In primis, fu il Coronavirus. Da arginare e combattere, chiudendo stadi, musei, locali e città. La sostanziale incapacità gestionale di tutte le parti in causa, palesata così, all’improvviso, nel gestire un’emergenza ancor prima che si rivelasse tale; prevenendo, non si sa bene chi o cosa, perché è l’ignoto che fa paura. La conseguenza, che ci riguarda, è il nostro calcio che si veste di ridicolo. Perché tra porte chiuse e rinvii, non è chiaro il ragionamento secondo cui si debba o non si debba giocare a campionati alterni: non in Serie A, sì in Serie B, come se di città in città ci fossero muraglie di ghiaccio alla Games of Thrones.

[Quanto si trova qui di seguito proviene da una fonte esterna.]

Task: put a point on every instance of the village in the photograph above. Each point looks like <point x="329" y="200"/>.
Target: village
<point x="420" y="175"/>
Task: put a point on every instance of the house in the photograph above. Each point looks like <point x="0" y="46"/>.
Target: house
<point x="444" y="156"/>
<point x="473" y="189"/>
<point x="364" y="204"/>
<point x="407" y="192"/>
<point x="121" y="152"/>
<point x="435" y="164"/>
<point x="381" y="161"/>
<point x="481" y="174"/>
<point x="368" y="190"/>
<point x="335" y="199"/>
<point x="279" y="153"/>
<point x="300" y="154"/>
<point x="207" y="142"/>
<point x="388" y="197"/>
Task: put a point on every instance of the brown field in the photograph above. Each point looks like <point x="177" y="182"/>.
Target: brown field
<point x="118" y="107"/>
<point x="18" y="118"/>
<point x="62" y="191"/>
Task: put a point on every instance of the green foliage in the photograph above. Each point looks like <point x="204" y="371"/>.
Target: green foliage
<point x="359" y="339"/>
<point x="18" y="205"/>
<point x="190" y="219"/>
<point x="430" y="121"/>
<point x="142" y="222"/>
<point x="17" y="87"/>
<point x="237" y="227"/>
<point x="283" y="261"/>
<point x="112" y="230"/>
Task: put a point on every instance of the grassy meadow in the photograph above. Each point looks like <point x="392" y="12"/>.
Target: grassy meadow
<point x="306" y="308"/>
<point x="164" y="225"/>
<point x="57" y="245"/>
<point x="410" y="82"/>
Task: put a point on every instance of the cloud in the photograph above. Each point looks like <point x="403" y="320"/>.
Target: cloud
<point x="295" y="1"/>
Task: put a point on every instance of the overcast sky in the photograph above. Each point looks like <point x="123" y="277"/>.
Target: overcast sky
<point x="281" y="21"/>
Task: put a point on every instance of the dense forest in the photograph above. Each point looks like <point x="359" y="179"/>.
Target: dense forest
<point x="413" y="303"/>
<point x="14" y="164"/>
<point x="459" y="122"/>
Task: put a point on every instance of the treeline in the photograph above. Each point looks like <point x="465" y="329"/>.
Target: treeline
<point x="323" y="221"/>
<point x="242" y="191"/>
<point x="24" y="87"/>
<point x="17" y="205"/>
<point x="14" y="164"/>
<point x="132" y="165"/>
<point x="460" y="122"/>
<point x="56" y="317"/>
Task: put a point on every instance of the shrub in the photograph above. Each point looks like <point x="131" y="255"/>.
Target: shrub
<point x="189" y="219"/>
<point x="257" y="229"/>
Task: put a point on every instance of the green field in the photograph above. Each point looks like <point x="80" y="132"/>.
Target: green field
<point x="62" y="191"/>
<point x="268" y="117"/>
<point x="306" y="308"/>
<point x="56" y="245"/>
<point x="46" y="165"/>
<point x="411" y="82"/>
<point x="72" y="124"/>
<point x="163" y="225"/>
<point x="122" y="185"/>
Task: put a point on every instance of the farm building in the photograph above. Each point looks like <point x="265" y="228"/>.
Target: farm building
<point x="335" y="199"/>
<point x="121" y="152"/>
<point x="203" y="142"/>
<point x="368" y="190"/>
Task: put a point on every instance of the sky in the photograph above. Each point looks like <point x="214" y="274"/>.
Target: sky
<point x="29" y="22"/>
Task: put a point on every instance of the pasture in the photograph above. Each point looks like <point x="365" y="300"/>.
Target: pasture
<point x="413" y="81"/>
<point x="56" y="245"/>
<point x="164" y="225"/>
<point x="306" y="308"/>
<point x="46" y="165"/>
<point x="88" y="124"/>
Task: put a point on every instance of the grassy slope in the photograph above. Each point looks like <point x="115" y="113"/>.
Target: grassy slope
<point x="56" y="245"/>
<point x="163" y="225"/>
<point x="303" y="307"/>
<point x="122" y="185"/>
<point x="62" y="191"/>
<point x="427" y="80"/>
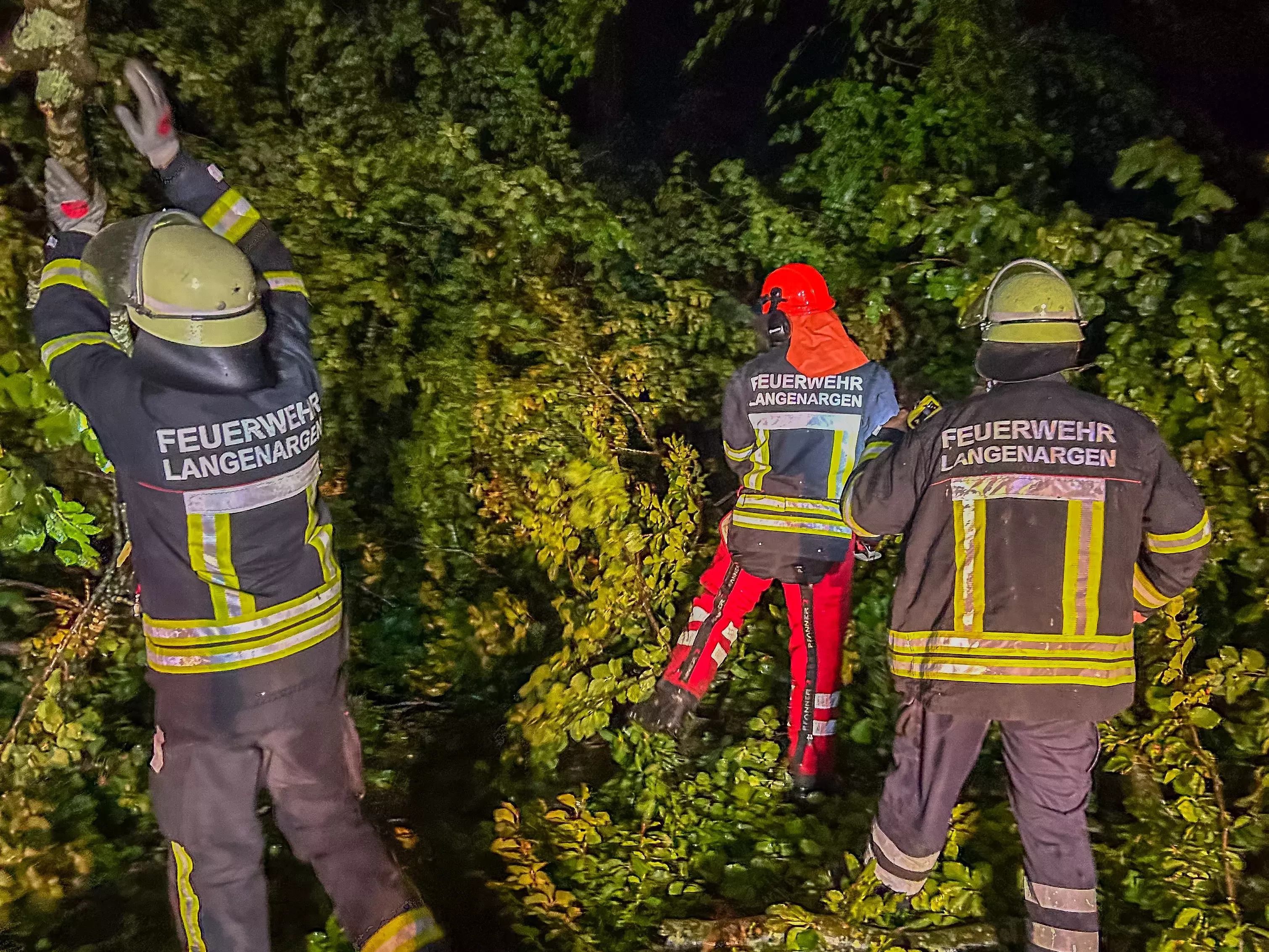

La soluzione, mica si è trovata. L’escamotage, quello sì: da che bisognava finire a maggio, Juventus-Inter lunedì 9 marzo alle 20.45, e calendario che – se si arriverà all’approvazione, in queste ore – scivola via di una settimana. Riunione straordinaria in Lega, e porte degli stadi che avrebbero dovuto riaprirsi, programmando un nuovo infrasettimanale nella seconda settimana di maggio, invece: Serie A nel frullatore, Juventus-Milan di Coppa Italia che salta e viene rinviata, possibile stop di 30 giorni a qualsiasi manifestazione sportiva. Decisioni per accontentare tutti e nessuno, per gestire l’emergenza di un virus che, pericoloso o no, di disastri ne ha combinati e ne sta combinando perfino fuori dal suo campo d’azione.